De nombreuses autres règles prudentielles devraient être améliorées que le cadre du présent rapport ne permet pas d'aborder dans le détail.


Une attention toute particulière doit être portée aux règles comptables dont l'hétérogénéité et l'insuffisante rigueur sont responsables de dysfonctionnements potentiellement très déstabilisateurs.

Les bonnes pratiques de gouvernance doivent être rigoureusement définies.

Il convient en outre de mettre en place des normes adaptées dans l'hypothèse de faillites d'agents économiques, règles qui doivent en particulier reposer sur un traitement égalitaire des créanciers en situation analogue connaissant une situation analogue.
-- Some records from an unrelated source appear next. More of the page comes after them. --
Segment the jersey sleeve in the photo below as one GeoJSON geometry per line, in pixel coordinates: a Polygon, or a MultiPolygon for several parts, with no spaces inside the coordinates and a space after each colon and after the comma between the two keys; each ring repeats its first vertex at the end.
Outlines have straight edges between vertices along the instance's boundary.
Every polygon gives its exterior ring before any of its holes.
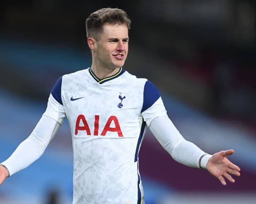
{"type": "Polygon", "coordinates": [[[47,108],[43,115],[51,118],[62,125],[66,117],[62,99],[62,77],[60,77],[53,86],[48,99],[47,108]]]}
{"type": "Polygon", "coordinates": [[[149,81],[146,82],[144,86],[141,115],[148,127],[156,118],[167,115],[158,90],[149,81]]]}

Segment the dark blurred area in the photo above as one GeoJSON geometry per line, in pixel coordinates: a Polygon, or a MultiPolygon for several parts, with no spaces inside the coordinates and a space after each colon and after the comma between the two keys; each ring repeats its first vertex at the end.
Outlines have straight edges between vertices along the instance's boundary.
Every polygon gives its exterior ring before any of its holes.
{"type": "MultiPolygon", "coordinates": [[[[167,68],[137,63],[127,67],[128,71],[199,110],[252,130],[256,124],[256,5],[252,0],[227,0],[8,1],[0,9],[0,37],[72,47],[90,56],[84,26],[87,17],[103,7],[123,9],[132,21],[130,44],[150,50],[156,60],[168,64],[167,68]],[[154,79],[160,70],[170,80],[154,79]]],[[[132,60],[128,58],[128,62],[132,60]]],[[[39,76],[35,83],[29,72],[22,74],[17,67],[1,64],[1,86],[39,99],[47,98],[52,82],[66,73],[52,67],[48,92],[40,91],[45,79],[39,76]]]]}

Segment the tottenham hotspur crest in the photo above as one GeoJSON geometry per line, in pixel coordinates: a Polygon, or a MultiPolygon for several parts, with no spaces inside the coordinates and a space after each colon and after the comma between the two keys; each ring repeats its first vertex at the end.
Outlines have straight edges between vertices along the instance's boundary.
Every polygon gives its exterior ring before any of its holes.
{"type": "Polygon", "coordinates": [[[119,99],[120,99],[121,100],[121,102],[120,103],[119,103],[118,105],[117,105],[117,107],[118,107],[119,108],[123,108],[123,103],[122,103],[122,101],[123,101],[123,100],[126,98],[126,96],[123,96],[123,97],[122,97],[122,93],[120,93],[120,95],[119,95],[119,96],[118,96],[118,98],[119,98],[119,99]]]}

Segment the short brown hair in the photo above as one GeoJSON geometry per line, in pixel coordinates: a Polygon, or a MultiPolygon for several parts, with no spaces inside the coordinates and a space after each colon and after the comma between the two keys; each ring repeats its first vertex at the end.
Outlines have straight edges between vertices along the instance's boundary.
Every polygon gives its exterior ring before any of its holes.
{"type": "Polygon", "coordinates": [[[100,9],[91,14],[86,19],[87,37],[92,37],[98,41],[105,24],[125,24],[130,29],[130,22],[127,14],[121,9],[111,8],[100,9]]]}

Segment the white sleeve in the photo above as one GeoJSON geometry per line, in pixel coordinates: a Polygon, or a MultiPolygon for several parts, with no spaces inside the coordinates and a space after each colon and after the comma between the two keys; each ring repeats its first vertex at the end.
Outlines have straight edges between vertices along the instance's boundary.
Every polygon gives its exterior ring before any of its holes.
{"type": "MultiPolygon", "coordinates": [[[[206,153],[193,143],[186,140],[167,116],[155,118],[151,122],[149,129],[175,160],[188,166],[199,168],[199,160],[206,153]]],[[[202,168],[206,168],[206,164],[212,156],[207,154],[202,158],[202,168]]]]}
{"type": "Polygon", "coordinates": [[[25,168],[38,159],[60,127],[57,121],[43,116],[30,135],[19,145],[7,160],[1,163],[8,170],[10,175],[25,168]]]}

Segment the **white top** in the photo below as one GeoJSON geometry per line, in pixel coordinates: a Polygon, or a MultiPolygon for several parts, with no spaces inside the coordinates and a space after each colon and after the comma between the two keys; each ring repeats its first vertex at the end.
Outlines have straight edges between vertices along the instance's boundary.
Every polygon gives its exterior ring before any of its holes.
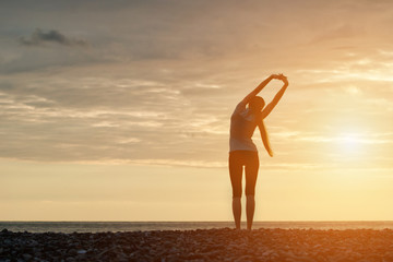
{"type": "Polygon", "coordinates": [[[252,142],[252,134],[257,128],[254,115],[247,116],[249,109],[245,103],[239,103],[230,117],[229,152],[254,151],[258,152],[252,142]]]}

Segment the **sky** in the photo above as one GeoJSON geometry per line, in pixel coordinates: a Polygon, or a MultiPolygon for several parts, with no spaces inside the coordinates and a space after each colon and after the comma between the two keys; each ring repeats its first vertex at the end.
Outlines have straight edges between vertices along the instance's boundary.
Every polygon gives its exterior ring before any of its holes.
{"type": "Polygon", "coordinates": [[[392,221],[392,23],[384,0],[1,1],[0,221],[233,219],[229,118],[272,73],[254,219],[392,221]]]}

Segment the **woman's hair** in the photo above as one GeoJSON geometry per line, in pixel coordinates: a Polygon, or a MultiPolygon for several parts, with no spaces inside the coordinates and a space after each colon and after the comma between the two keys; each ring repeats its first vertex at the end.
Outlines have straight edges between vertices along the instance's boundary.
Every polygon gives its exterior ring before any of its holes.
{"type": "Polygon", "coordinates": [[[254,96],[249,102],[249,108],[253,112],[262,111],[264,105],[265,105],[264,99],[260,96],[254,96]]]}

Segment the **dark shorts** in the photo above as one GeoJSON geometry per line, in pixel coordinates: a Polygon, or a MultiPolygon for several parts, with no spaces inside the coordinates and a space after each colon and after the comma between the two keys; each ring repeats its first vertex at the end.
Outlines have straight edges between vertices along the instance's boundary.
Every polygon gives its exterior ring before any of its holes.
{"type": "Polygon", "coordinates": [[[233,151],[229,152],[229,176],[233,186],[233,196],[241,196],[242,170],[246,171],[246,195],[255,194],[255,183],[259,169],[258,152],[233,151]]]}

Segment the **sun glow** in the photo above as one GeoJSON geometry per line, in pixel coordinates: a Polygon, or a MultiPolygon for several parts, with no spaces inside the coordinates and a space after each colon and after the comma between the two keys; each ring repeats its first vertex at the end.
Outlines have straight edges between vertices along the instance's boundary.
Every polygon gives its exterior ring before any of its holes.
{"type": "Polygon", "coordinates": [[[345,132],[336,136],[340,156],[344,158],[356,158],[362,155],[364,138],[360,133],[345,132]]]}

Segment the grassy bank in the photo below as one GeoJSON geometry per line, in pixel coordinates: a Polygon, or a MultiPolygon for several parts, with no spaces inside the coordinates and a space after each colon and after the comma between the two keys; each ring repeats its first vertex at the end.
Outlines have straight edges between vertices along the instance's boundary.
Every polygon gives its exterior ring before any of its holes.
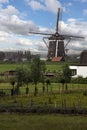
{"type": "Polygon", "coordinates": [[[86,116],[0,114],[0,130],[87,130],[86,116]]]}

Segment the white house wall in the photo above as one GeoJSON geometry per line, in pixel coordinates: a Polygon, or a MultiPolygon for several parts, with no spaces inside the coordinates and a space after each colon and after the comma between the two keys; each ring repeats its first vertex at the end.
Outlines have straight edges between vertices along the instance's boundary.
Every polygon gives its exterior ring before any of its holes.
{"type": "Polygon", "coordinates": [[[82,76],[83,78],[87,77],[87,66],[69,66],[69,68],[71,70],[72,69],[77,70],[77,74],[72,77],[78,77],[78,76],[82,76]]]}

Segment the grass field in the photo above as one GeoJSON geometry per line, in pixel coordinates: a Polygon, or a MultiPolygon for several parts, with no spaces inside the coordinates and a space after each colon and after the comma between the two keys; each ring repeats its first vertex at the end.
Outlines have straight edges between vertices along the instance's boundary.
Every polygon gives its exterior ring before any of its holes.
{"type": "MultiPolygon", "coordinates": [[[[46,71],[61,71],[64,63],[46,63],[46,71]]],[[[0,72],[4,72],[7,70],[15,70],[17,67],[30,65],[27,63],[1,63],[0,64],[0,72]]]]}
{"type": "Polygon", "coordinates": [[[0,130],[87,130],[86,116],[0,114],[0,130]]]}
{"type": "MultiPolygon", "coordinates": [[[[78,106],[80,104],[81,107],[87,108],[87,96],[83,95],[83,91],[87,90],[87,85],[81,84],[68,84],[68,93],[62,93],[61,84],[53,83],[52,92],[49,86],[49,92],[45,92],[44,95],[42,93],[42,84],[38,84],[38,94],[34,96],[34,85],[29,85],[29,95],[26,95],[26,86],[20,88],[21,95],[19,96],[6,96],[0,98],[0,105],[13,105],[16,99],[17,104],[21,105],[29,105],[29,102],[32,100],[34,104],[43,105],[49,104],[54,105],[56,102],[56,106],[61,107],[62,101],[66,101],[67,107],[73,107],[73,104],[78,106]],[[50,100],[50,101],[49,101],[50,100]]],[[[9,89],[12,86],[8,83],[0,84],[0,89],[9,89]]],[[[7,91],[9,94],[9,91],[7,91]]]]}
Le chantier de la réglementation prudentielle est vaste . L'ensemble des corps de métier nécessaires à son bon achèvement doit y travailler. Ce peut être la BRI en matière de réglementation bancaire, ce peut être le FMI pour certains aspects structurels de la réglementation prudentielle, etc.

L'important en la matière est, qu'une fois identifiée la bonne enceinte de réglementation, les travaux qui s'y déroulent soient, selon les modalités pratiques souples, largement ouverts à l'ensemble de la communauté internationale.

Il faut en outre inventer une instance internationale d'arbitrage capable d'évaluer les réglementations prudentielles nationales à partir des normes élaborées par la communauté internationale. Ici également, l'arbitre ultime devrait être situé au sein du FMI.